Por Stella Ferrari — A recente manobra tarifária anunciada pelos Estados Unidos reacende a necessidade de calibragem fina entre aliados: depois que juízes de Washington anularam os dazos implementados no verão passado, a administração norte-americana impôs um dazio temporário de 10% sobre diversas importações, em adição às tarifas do regime NMF já existentes. A Comissão Europeia, por meio do porta-voz responsável pelo Comércio, Olof Gill, deixou claro quais categorias da União Europeia permanecem isentas dessa nova sobretaxa.
Segundo o comunicado da Comissão, estão excluídos do novo encargo tarifário produtos ligados a aeronaves e peças de aeronaves, produtos farmacêuticos e produtos energéticos.

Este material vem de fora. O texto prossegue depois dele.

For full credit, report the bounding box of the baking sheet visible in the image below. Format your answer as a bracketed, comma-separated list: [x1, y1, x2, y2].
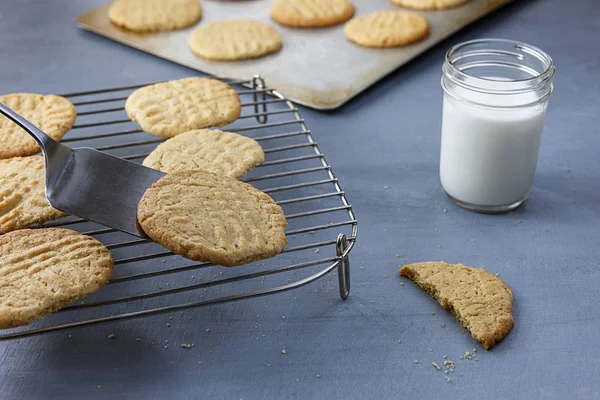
[77, 0, 513, 110]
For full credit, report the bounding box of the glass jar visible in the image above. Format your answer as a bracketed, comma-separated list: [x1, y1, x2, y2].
[440, 39, 554, 213]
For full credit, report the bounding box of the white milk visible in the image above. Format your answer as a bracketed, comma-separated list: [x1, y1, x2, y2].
[440, 93, 546, 206]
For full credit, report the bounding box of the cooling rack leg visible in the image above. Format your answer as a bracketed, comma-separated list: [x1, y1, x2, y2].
[335, 233, 350, 300]
[252, 75, 267, 124]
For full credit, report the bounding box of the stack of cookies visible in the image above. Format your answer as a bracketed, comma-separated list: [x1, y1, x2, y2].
[125, 78, 287, 266]
[108, 0, 470, 61]
[0, 78, 287, 329]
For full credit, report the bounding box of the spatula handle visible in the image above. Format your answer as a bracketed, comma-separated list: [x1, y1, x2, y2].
[0, 102, 59, 154]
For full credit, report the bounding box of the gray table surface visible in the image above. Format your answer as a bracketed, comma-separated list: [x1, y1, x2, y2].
[0, 0, 600, 399]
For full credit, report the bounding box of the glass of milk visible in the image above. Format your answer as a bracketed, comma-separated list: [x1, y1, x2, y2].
[440, 39, 554, 213]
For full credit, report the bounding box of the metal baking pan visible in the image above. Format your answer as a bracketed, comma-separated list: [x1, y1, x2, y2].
[77, 0, 513, 110]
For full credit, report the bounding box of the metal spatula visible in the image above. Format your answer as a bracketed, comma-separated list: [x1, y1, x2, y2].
[0, 103, 165, 237]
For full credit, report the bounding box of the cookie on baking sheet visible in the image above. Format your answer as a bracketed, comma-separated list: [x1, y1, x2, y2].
[143, 129, 265, 178]
[271, 0, 354, 28]
[390, 0, 471, 10]
[0, 93, 77, 159]
[189, 20, 281, 61]
[137, 170, 287, 267]
[125, 78, 241, 137]
[108, 0, 202, 32]
[399, 261, 515, 349]
[0, 228, 113, 329]
[344, 10, 429, 47]
[0, 156, 68, 234]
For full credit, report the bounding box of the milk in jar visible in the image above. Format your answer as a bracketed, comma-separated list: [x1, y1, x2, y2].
[440, 39, 554, 212]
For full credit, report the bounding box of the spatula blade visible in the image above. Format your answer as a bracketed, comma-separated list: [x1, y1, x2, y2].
[46, 148, 165, 237]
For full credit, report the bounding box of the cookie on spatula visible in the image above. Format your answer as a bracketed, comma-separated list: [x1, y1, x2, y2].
[398, 261, 515, 350]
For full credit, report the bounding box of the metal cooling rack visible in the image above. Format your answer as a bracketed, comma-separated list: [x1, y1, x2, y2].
[0, 76, 357, 340]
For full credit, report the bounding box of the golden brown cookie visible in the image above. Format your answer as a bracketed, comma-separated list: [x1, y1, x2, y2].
[0, 93, 77, 159]
[137, 170, 287, 267]
[344, 10, 429, 47]
[108, 0, 202, 32]
[390, 0, 471, 10]
[0, 156, 67, 233]
[125, 78, 241, 137]
[271, 0, 354, 28]
[189, 20, 281, 61]
[0, 228, 113, 329]
[143, 129, 265, 178]
[399, 261, 515, 349]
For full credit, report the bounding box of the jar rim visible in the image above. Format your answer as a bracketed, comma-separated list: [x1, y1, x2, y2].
[444, 38, 555, 93]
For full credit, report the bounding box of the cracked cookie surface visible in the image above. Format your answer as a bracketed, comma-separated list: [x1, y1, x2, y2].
[125, 77, 241, 138]
[399, 261, 514, 349]
[143, 129, 265, 178]
[137, 170, 287, 267]
[0, 228, 113, 329]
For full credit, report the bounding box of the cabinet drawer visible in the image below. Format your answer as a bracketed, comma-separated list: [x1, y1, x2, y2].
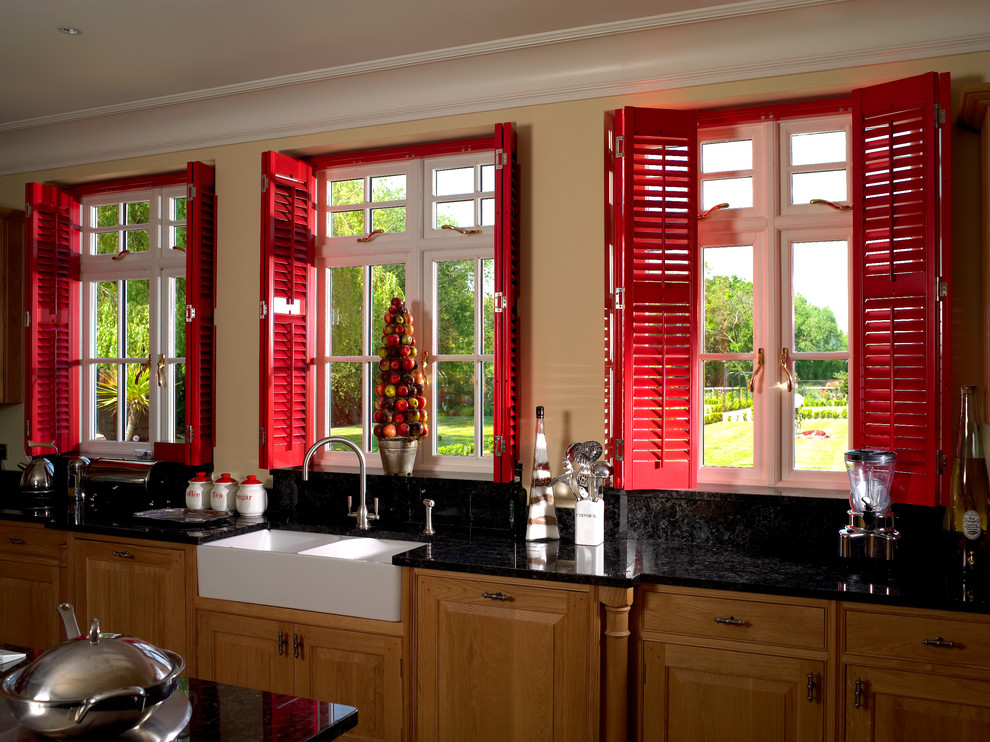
[643, 591, 826, 649]
[844, 608, 990, 668]
[0, 523, 65, 561]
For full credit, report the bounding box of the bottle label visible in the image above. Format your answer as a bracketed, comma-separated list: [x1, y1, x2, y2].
[963, 510, 983, 541]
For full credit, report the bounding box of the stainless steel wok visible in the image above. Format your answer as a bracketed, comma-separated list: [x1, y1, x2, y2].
[0, 603, 186, 739]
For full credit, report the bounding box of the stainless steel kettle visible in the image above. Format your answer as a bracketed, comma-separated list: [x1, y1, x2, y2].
[21, 441, 59, 492]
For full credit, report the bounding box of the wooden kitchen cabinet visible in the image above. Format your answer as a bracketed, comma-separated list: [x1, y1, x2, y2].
[840, 604, 990, 742]
[415, 570, 600, 742]
[0, 522, 67, 649]
[197, 603, 405, 742]
[70, 535, 196, 673]
[635, 585, 834, 742]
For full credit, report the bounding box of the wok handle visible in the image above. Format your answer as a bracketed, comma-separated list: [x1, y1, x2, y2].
[72, 685, 148, 724]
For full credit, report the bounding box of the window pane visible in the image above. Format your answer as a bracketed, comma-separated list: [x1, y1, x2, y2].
[790, 361, 849, 471]
[701, 178, 753, 211]
[791, 170, 847, 204]
[371, 175, 406, 203]
[701, 361, 753, 468]
[95, 281, 119, 358]
[93, 363, 119, 441]
[434, 201, 474, 229]
[123, 362, 151, 442]
[481, 198, 495, 227]
[704, 245, 753, 353]
[171, 277, 186, 358]
[791, 131, 846, 165]
[330, 211, 364, 237]
[791, 240, 849, 353]
[481, 259, 495, 355]
[436, 260, 475, 355]
[433, 167, 474, 196]
[96, 232, 120, 255]
[330, 361, 364, 446]
[328, 266, 366, 356]
[330, 178, 364, 206]
[124, 229, 151, 252]
[124, 201, 151, 224]
[169, 362, 186, 443]
[371, 206, 406, 233]
[481, 165, 495, 193]
[124, 279, 151, 358]
[434, 361, 475, 456]
[701, 139, 753, 173]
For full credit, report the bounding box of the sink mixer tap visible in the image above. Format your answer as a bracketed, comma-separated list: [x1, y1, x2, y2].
[302, 435, 378, 531]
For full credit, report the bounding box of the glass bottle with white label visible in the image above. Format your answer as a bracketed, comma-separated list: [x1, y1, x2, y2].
[945, 386, 990, 570]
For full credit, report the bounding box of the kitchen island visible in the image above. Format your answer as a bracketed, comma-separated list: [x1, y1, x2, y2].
[0, 650, 358, 742]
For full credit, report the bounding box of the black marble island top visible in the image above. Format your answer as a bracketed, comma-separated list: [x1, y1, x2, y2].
[0, 650, 358, 742]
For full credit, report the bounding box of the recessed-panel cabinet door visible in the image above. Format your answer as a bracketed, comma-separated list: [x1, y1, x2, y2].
[643, 641, 825, 742]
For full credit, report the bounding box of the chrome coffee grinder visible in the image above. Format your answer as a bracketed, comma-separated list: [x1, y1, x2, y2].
[839, 448, 901, 559]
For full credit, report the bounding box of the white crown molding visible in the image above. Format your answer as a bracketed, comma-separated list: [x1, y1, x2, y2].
[0, 0, 850, 133]
[0, 0, 990, 174]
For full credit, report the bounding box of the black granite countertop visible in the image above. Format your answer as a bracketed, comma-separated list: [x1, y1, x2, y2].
[0, 650, 358, 742]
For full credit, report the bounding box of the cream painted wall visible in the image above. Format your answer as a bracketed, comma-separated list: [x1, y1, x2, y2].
[0, 53, 990, 486]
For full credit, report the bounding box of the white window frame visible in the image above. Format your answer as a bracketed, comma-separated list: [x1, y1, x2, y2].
[79, 185, 188, 458]
[314, 151, 495, 479]
[695, 116, 853, 489]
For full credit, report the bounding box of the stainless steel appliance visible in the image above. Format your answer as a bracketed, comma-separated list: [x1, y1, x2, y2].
[839, 448, 900, 559]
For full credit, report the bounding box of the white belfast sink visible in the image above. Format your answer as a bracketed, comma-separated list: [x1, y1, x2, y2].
[196, 530, 422, 621]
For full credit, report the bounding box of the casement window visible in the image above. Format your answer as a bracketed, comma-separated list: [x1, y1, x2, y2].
[25, 163, 216, 465]
[606, 74, 950, 504]
[261, 125, 518, 481]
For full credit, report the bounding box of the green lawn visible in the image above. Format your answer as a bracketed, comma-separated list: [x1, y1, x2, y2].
[704, 420, 849, 471]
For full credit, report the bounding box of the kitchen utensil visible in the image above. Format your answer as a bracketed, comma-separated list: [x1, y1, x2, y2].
[0, 604, 186, 739]
[21, 441, 59, 493]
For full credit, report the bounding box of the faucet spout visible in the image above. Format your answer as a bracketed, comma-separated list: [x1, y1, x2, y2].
[302, 435, 378, 531]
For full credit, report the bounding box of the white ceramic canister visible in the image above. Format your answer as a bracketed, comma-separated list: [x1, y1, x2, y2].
[186, 471, 213, 510]
[237, 474, 268, 516]
[210, 472, 237, 513]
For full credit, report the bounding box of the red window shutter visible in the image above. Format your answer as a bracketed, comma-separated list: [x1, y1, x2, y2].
[155, 162, 217, 466]
[850, 73, 952, 505]
[606, 107, 699, 490]
[24, 183, 80, 454]
[259, 152, 316, 469]
[493, 124, 519, 482]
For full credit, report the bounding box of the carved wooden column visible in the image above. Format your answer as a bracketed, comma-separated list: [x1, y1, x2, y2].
[599, 587, 633, 742]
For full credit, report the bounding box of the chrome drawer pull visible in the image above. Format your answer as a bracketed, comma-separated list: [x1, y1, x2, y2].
[921, 636, 956, 649]
[715, 616, 746, 626]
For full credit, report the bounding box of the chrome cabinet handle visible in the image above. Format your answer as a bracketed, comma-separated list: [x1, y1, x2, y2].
[715, 616, 746, 626]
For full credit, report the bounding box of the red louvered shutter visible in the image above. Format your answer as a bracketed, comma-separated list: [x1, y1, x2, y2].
[493, 124, 519, 482]
[259, 152, 316, 469]
[850, 73, 952, 505]
[606, 107, 699, 490]
[24, 183, 80, 454]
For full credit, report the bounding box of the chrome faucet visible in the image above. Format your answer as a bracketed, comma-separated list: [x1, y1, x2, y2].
[302, 435, 378, 531]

Essa lista de isenções explicita que não há uma sobreposição com os direitos aplicados ao abrigo da Seção 232 — que já incidem sobre setores como aço, automóveis, caminhões e madeira.
A União Europeia espera que os Estados Unidos cumpram os compromissos assumidos na Demonstração Conjunta, assim como a UE respeitará os seus. A Comissão sublinha que os produtos europeus devem continuar a beneficiar de um tratamento competitivo, sem aumentos tarifários além do teto previamente acordado, fixado em 15%. Em grande parte das exportações europeias para os EUA, o direito do regime NMF é inferior a 5%; no entanto, uma fatia limitada — cerca de 7% das exportações da UE para os EUA — tem tarifas NMF superiores a 5%.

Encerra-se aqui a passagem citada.